Study #2: 10 people diagnosed with both tennis elbow as well as stiffness in the neck or upper back (although interestingly, not a single individual was complaining of symptoms within the neck or upper back at the time of the study) were randomly split them into 2 treatment groups: again, an elbow treatment only group vs a combination elbow + neck/upper back treatment group. Both groups received the same number of treatment sessions – 10 over a span of 6 weeks, and their pain-free grip was assessed before treatment, and during a follow-up 6 months later.

The Findings: at the 6 month follow-up, the elbow group had increased their pain-free grip by an average of 17.8 kg while the combination elbow + neck group increased their pain-free grip by 37.4 kg.

Study #3: a final study out of the Universidad Rey Juan Carlos in Madrid, Spain published in 2008 again looked at 10 people diagnosed with tennis elbow.7 This time they were randomly allocated to receive a single intervention: either a neck adjustment directed at the C5 – C6 vertebral level or a manual contact intervention (ie. a placebo treatment technique where the neck was set up for the adjustment but no adjustment was performed). Pain-free grip was assessed prior to the treatment session and 5 minutes post treatment session.

The Findings: within the 1 treatment session – pain-free grip strength had improved by an average of 37.8% in the neck adjustment group, but had decreased by an average of 8.5% in the placebo group.

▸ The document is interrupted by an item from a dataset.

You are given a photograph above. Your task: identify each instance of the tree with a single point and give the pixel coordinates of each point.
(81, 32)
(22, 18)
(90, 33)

All of these research studies have their own limitations, but all showed a trend that treating the neck in those with tennis elbow could lead to better and faster outcomes.

Don’t get me wrong – even though I’ve painted a picture stating otherwise, treatment of the elbow can be a helpful approach in some cases. But is there neck pain or stiffness on the same side? Or does the neck feel fine yet treatment of the elbow has been stagnating lately without any meaningful improvement? Maybe it’s time to change the approach and check out further upstream to see if anything else is going on.


  1. Bisset L, Beller E, Jull G, Brooks P, Darnell R, Vicenzino B. “Mobilisation with movement and exercise, corticosteroid injection, or wait and see for tennis elbow: randomised trial.” British Medical Journal 2006;333(7575):939

  2. Coombes BK, Bisset L, Brooks P, Khan A, Vicenzino B. “Effect of corticosteroid injection, physiotherapy, or both on clinical outcomes in patients with unilateral lateral epicondylagia. A randomized controlled trial.” Journal of the American Medical Association 2013;309(5):461-469.

  3. Coombes BK, Bisset L, Connelly LB, Brooks P, Vicenzino B. “Study protocol. Optimizing corticosteroid injection for lateral epicondylagia with the addition of physiotherapy: a protocol for a randomised control trial with placebo comparison.” BMC Musculoskeletal Disorders 2009;10:76.

  4. Gunn CC and Milbrandt WE. “Tennis elbow and the cervical spine” CMA Journal 1976;114:803-809.

  5. Cleland JA, Whitman JM, Fritz JM. “Effectiveness of manual physical therapy to the cervical spine in the management of lateral epicondylagia: a retrospective analysis.” Journal of Orthopaedic and Sports Physical Therapy 2004;34:713-724.

  6. Cleland JA, Flynn TW, Palmer JA. “Incorporation of manual therapy directed at the cervicothoracic spine in patients with lateral epicondylagia: a pilot clinical trial.” The Journal of Manual and Manipulative Therapy 2005;13(3):143-151.

  7. Fernández-Camero J, Fernández-de-las-Peñas C, Cleland JA. “Immediate hypoalgesic and motor effects after a single cervical spine manipulation in subjects with lateral epicondylagia.” Journal of Manipulative and Physiological Therapeutics 2008;31:675-681.